The AI was able to manipulate a live conversation between two people without either noticing.
IBM Security researchers recently discovered a “surprisingly and scarily easy” technique to hijack and manipulate live conversations using artificial intelligence (AI).
The attack, called “audio-jacking,” relies on generative AI — a class of AI that includes OpenAI’s ChatGPT and Meta’s Llama-2 — and deepfake audio technology.
In the experiment, researchers instructed the AI to process audio from two sources in a live communication — such as a phone conversation. Upon hearing a specific keyword or phrase, the AI is further instructed to intercept the related audio and manipulate it before sending it on to the intended recipient.
According to a blog post from IBM Security, the experiment ended with the AI successfully intercepting a speaker’s audio when they were prompted by the other human speaker to give their bank account information.
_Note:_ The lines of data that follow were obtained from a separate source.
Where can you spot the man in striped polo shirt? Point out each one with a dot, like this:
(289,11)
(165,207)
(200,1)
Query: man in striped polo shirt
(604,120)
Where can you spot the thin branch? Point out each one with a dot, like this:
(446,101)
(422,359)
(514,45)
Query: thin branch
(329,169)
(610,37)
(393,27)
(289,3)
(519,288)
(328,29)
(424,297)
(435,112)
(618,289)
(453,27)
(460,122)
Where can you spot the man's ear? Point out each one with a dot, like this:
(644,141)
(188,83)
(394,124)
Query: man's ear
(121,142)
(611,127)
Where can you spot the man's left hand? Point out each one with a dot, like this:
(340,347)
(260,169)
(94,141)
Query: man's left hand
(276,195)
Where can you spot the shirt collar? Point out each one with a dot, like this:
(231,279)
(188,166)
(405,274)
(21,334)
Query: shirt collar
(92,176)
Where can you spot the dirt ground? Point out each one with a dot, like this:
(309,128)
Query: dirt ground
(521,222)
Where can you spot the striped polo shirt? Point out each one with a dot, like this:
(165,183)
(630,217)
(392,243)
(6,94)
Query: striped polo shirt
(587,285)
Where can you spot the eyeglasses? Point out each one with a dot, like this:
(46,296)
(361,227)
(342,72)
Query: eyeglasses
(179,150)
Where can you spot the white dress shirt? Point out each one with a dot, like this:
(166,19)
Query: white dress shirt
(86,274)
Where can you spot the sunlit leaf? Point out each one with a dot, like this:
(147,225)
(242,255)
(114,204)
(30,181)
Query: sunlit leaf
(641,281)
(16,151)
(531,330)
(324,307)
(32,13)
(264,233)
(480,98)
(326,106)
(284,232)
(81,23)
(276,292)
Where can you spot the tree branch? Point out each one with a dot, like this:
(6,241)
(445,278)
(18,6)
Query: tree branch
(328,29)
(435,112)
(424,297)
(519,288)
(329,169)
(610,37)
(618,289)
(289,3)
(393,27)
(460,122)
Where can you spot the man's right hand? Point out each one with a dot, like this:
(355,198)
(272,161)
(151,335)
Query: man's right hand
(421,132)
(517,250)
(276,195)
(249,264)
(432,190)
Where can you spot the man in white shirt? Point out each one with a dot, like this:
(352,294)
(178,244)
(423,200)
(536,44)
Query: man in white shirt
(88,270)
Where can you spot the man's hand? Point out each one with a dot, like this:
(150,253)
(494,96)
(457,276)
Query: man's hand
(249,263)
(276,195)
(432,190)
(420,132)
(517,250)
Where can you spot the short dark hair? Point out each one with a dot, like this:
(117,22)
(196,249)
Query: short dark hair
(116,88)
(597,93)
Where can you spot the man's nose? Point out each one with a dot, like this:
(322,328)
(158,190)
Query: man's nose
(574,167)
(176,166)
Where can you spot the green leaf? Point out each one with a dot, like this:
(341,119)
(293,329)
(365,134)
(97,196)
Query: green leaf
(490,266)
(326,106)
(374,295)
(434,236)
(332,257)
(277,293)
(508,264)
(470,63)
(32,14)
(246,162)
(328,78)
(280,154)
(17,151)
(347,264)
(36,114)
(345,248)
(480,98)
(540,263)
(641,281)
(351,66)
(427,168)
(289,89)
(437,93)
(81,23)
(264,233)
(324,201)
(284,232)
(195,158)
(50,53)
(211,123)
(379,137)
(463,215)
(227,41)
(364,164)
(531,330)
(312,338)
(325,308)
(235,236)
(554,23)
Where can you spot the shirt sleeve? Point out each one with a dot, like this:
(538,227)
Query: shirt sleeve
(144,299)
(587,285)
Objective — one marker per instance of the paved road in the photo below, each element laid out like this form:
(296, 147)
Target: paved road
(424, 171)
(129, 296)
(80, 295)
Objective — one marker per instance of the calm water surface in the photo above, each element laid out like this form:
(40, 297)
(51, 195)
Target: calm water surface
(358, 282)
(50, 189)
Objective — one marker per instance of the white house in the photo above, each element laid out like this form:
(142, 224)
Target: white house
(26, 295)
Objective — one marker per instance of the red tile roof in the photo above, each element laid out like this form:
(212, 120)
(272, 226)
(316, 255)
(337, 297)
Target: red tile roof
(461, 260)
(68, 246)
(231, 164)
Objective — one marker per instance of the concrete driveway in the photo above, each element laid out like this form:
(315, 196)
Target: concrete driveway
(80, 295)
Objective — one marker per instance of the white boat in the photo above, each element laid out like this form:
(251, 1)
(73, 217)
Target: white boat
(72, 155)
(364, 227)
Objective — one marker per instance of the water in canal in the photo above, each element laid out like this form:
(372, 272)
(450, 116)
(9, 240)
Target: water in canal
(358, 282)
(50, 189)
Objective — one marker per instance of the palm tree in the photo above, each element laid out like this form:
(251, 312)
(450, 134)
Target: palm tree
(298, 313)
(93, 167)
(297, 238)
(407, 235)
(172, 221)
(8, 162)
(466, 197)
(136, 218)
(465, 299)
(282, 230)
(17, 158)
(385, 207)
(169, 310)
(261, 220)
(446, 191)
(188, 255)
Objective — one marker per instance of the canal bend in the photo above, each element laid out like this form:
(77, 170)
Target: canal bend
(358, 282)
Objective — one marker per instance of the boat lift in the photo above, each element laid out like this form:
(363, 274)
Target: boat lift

The AI then replaced the authentic voice with deepfake audio giving a different account number. The attack was undetected by the “victims” in the experiment.
Image source: IBM Security
The blog points out that, while executing the attack would require some level of social engineering or phishing, developing the AI system itself posed little challenge:
“Building this PoC (proof-of-concept) was surprisingly and scarily easy. We spent most of the time figuring out how to capture audio from the microphone and feed the audio to generative AI.”
Traditionally, building a system to autonomously intercept specific audio strings and replace them with audio files generated on the fly would have required a multi-disciplinary computer science effort.
But modern generative AI does the heavy lifting itself. “We only need three seconds of an individual’s voice to clone it,” reads the blog, adding that, nowadays, these kinds of deepfakes are done via API.
The threat of audio jacking goes beyond tricking unwitting victims into depositing funds into the wrong account. The researchers also point out that it could function as an invisible form of censorship with the potential to change the content of live news broadcasts or political speeches in real time.